9 Ocak 2016 Cumartesi

Karaorman'ın Kalbi: BADEN-BADEN

Adını, kelime anlamı banyo yapmak olan “baden”dan alan Baden-Baden, Almanya’nın Fransa sınırında,  meşhur Karaorman eteklerinde kurulu kaplıca turizmi ile ünlü şirin bir şehir. Kaplıcalarıyla nam salmış bu şehre ikileme yapılarak Baden-Baden deniyormuş çünkü Almanya’nın güneyinde Baden adında başka bir şehir daha varmış:)


Baden-Baden kaleye doğru yürürken sokaklar...

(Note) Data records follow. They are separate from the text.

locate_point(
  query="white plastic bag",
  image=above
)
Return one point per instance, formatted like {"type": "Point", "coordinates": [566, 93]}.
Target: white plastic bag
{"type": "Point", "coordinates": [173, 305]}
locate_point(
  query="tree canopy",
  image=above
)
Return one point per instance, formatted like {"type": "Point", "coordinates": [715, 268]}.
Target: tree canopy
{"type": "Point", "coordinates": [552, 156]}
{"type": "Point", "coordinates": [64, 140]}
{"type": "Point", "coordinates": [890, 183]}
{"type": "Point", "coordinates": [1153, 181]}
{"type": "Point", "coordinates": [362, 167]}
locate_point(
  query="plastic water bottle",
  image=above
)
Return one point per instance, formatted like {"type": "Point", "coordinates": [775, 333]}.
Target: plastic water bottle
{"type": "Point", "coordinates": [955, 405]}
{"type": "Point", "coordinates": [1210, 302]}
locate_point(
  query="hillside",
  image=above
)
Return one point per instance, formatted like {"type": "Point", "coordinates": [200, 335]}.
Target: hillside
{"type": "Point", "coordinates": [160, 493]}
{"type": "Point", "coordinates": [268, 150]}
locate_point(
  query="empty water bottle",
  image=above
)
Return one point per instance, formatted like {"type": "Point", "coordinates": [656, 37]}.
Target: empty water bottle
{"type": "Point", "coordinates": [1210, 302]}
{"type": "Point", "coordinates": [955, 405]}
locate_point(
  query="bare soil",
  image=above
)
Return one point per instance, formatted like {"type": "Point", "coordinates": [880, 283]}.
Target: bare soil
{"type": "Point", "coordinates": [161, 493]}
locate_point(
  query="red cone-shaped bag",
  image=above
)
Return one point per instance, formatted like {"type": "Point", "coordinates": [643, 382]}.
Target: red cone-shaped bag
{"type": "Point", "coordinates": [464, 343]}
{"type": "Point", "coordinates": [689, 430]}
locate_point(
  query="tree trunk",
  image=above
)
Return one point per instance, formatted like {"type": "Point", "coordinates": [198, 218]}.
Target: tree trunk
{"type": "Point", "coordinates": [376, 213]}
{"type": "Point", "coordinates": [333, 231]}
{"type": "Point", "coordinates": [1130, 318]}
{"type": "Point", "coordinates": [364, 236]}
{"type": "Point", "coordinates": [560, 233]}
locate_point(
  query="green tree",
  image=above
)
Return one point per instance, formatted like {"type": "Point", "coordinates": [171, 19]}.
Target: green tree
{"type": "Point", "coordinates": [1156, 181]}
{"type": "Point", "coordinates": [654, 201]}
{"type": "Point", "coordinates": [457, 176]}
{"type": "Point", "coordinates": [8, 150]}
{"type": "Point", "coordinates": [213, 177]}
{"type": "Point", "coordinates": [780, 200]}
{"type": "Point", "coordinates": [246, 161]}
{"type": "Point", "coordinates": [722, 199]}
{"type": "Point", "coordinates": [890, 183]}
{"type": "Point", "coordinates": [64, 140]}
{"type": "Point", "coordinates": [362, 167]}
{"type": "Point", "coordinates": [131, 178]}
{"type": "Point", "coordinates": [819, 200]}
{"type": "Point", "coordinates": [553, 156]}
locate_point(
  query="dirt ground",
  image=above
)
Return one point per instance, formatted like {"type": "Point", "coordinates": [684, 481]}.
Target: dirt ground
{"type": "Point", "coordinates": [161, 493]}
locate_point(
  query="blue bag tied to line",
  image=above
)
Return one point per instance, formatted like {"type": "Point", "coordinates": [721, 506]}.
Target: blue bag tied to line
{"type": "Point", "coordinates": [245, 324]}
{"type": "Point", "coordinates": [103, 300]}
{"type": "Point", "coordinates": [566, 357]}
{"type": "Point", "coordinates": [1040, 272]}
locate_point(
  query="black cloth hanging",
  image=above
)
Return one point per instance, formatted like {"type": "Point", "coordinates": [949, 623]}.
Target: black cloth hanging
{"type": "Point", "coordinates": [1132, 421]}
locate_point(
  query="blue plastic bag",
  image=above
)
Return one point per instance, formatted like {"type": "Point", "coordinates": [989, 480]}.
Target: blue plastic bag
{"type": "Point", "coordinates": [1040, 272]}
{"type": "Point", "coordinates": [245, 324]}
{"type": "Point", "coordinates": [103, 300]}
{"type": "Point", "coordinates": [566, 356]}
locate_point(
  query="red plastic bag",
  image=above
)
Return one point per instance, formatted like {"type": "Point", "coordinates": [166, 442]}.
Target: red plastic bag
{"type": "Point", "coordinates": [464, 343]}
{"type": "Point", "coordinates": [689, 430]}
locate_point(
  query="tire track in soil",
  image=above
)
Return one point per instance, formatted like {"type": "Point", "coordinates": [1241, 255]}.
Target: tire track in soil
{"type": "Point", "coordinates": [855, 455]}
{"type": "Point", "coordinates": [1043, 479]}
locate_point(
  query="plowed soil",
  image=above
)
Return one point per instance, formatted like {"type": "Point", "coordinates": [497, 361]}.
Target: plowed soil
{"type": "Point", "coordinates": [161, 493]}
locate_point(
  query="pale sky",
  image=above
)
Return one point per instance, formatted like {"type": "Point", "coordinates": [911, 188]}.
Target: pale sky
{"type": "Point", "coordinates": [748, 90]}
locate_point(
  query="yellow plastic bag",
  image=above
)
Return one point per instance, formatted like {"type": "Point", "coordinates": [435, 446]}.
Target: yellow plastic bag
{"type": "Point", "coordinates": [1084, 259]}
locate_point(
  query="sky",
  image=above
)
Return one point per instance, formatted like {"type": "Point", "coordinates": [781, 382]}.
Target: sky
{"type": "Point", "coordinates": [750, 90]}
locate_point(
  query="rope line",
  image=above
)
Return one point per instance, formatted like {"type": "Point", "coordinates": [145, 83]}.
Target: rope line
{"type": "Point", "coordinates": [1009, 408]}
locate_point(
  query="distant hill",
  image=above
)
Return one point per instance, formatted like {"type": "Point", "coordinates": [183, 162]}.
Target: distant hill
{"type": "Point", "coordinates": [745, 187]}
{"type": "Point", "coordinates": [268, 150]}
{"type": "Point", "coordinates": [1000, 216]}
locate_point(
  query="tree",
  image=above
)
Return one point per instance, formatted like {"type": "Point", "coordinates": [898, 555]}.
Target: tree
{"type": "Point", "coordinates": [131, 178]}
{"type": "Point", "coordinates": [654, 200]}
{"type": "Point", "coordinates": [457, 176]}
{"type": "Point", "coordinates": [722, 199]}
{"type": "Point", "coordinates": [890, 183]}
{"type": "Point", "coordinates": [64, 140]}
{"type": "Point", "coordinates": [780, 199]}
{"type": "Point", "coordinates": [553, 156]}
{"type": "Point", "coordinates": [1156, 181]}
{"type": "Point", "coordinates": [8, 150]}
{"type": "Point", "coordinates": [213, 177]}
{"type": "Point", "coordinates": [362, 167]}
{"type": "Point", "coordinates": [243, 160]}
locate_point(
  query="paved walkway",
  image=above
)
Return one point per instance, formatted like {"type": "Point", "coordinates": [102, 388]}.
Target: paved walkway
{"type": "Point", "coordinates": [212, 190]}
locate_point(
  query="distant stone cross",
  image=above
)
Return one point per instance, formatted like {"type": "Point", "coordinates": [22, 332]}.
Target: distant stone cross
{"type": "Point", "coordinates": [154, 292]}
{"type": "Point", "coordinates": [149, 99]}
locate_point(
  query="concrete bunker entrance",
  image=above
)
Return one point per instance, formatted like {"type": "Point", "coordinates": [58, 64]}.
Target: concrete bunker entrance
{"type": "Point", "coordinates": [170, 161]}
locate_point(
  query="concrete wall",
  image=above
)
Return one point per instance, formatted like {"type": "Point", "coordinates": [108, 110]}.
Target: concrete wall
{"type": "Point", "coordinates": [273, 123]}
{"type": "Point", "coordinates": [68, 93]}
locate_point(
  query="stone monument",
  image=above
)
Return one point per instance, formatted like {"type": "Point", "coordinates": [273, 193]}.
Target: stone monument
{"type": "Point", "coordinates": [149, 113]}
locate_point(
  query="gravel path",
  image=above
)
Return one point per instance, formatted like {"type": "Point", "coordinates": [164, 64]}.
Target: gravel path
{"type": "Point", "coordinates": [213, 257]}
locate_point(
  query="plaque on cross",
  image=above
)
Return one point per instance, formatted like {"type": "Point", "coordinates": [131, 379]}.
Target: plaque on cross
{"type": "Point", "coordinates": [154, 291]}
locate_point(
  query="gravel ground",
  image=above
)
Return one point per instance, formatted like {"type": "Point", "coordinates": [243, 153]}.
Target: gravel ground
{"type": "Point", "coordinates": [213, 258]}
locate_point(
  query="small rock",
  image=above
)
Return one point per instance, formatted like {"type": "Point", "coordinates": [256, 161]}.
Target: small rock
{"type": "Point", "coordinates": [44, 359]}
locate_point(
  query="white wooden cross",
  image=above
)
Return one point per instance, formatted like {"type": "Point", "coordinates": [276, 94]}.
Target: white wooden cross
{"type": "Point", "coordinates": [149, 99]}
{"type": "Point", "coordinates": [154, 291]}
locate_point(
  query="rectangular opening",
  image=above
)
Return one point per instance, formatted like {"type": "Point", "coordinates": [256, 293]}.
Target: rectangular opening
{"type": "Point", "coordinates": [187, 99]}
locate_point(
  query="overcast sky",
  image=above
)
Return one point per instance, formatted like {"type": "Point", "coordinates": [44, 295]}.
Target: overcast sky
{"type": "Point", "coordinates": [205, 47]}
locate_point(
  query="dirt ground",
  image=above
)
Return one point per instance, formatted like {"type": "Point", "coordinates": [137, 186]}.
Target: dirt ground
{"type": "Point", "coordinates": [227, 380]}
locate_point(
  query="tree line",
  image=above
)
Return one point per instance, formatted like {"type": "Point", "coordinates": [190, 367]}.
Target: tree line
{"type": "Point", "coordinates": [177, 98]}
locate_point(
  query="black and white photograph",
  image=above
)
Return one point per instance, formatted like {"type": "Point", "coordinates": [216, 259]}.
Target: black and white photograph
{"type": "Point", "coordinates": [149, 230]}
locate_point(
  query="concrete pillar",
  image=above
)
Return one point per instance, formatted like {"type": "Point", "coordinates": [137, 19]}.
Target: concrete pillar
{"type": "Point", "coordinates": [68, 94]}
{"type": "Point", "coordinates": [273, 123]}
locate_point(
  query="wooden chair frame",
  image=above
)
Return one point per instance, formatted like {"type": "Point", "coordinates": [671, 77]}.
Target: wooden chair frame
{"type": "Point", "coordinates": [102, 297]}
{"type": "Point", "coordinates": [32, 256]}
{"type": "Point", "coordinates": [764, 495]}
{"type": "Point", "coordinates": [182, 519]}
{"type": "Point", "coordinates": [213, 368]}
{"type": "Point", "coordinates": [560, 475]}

THY’nin günaşırı yapılan seferleriyle Karlsruhe/Baden-Airpark havalimanına İstanbul’dan 2.5 saatte ulaşılıyor. Havalimanı çok küçük ve Karlsruhe, Baden-Baden ve Strasbourg gibi yakın şehirlere belli saatlerde kalkan otobüslerle ulaşım mümkün. Ancak bu otobüsler saatte bir veya  45 dakika aralıklarla olduğu için havalimanına ulaştığınızda uzun süreler bekleme yapmanız gerekebiliyor. Baden-Baden’a havalimanından bahsettiğim 285 No’lu belediye otobüsü ile ulaşım 3.40 Euro. Eğer taksi ile şehir merkezine gitmek isterseniz de 50 Euro civarı ödeme yapmanız gerekiyormuş.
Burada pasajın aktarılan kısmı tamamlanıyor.